By Len Lazarick
There are many annual rituals in Annapolis, scripted events where often many people play a part but only a few direct the action on stage and know key twists in the plot.
The December meeting of the Spending Affordability Committee is one of those public rituals, and this year marked its 30th annual performance. The script is handed out at the beginning of Thursday’s show – a proposed committee report marked “DRAFT” on every page, but with just a few key blanks to fill in some dollar figures.
Like any good script, the details are hammered out before the almost finished product is handed to the cast. The details are worked out with the close collaboration of top Legislative Services staff, the offices of the House speaker and Senate president, and a few other key legislators.
Behind the scenes
That a lot goes on behind the scenes is obvious from the draft. For instance, it makes numerous references to the official revenue projections by the Board of Revenue Estimates – the comptroller, the treasurer and the budget secretary. They were approved just an hour before the Spending Affordability Committee met.

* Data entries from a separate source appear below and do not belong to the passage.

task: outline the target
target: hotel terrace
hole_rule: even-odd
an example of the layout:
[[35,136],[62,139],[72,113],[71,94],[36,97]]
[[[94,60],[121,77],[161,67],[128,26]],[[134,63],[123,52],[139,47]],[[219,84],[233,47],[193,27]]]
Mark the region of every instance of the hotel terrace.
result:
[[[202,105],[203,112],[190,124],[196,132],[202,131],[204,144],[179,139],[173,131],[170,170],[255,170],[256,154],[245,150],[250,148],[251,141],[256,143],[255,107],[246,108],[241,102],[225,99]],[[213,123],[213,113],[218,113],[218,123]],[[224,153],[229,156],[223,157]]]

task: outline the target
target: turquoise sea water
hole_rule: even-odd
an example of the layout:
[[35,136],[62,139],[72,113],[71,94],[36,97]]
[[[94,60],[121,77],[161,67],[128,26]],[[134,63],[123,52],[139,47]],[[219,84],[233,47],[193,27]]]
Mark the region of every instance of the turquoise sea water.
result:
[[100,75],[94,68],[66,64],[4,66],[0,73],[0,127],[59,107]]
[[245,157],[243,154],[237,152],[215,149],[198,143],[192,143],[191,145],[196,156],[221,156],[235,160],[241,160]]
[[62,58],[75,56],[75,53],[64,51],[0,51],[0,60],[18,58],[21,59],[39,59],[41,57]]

The good news is that there was again a slight uptick in revenues, $127 million this fiscal year, and $34 million for next. Presuming a baseline budget, where all aid formulas are funded, price inflation is accounted for and slight salary hikes are made, this means that the fiscal 2014 budget would only be out of balance by $383 million, down from $2 billion deficit two years ago.
That’s when the Spending Affordability Committee decided to focus on cutting the chronic structural deficit, rather than setting a percentage for the budget to grow.
“You have made substantial progress in reducing the structural budget gap,” Warren Deschenaux, the legislature’s fiscal chief, told the committee.
Closing the structural gap
On the motion of House Speaker Michael Busch, the committee voted to reduce the $383 million structural gap by $200 million in next year’s budget.
“Why wouldn’t we just close the gap [entirely]?” asked House Minority Leader Tony O’Donnell, playing the role of fiscal scold reserved for Republicans. “I think we would be in a better fiscal position.”
But as the script draft said, “the committee believes that any residual budget gap will be within normal budget management tolerances,” meaning that the budget committee can easily trim another $183 million from whatever Gov. Martin O’Malley submits in January – if he complies with the committee’s recommendations.
“We’ve been doing a pretty good job bringing down the baseline budget,” Busch responded. “If VLT [slot] revenues hold up, we’ll actually be revenue neutral” in subsequent years.
“We’re less than 1% from having a balanced budget,” Del. John Bohanan, House chairman of the Spending Affordability Committee, told reporters. “We’re there.”
Total budget of $37 billion
Under this scenario, the general fund budget will go up about 4% and the overall state budget will go up about the same percentage to about $37 billion, at least $1 billion more than this year’s budget.
Over Republican objections, the SAC also approved increasing the state’s debt limit to $1.075 billion, $150 million more than originally planned. It also referred to similar increases in the following four years.
“I believe we’re setting our citizens up for massive tax increases,” O’Donnell said, referring to the state property tax, which is dedicated to funding bond payments. “I think it’s irresponsible.”
In its final action, the SAC approved a state employment ceiling of 79,626 positions, a few hundred more than last year. State employees have actually declined over the last decade, down 10% (5,700 jobs) in executive branch agencies, but up by 3,300 positions at state colleges and universities.
Fiscal cliff is the big unknown factor
The backdrop of this one-act play in Annapolis is the real drama in Washington as the key players negotiate a way to avoid the fiscal cliff of tax hikes and budget cuts.
While projecting higher revenues, chief revenue estimator David Roose said, “The largest risk to the forecast is the so-called fiscal cliff.” If that happens, “the state will likely be hit harder than most states.”
For the moment, all the revenue estimates and budget projections are based on the assumption that Congress and the president will not drive over the fiscal cliff. But the potential for federal tax hikes may be increasing state personal income tax revenues. And that potential may be causing “fear-induced early dividend disbursements and capital gains sell-offs,” said Comptroller Peter Franchot.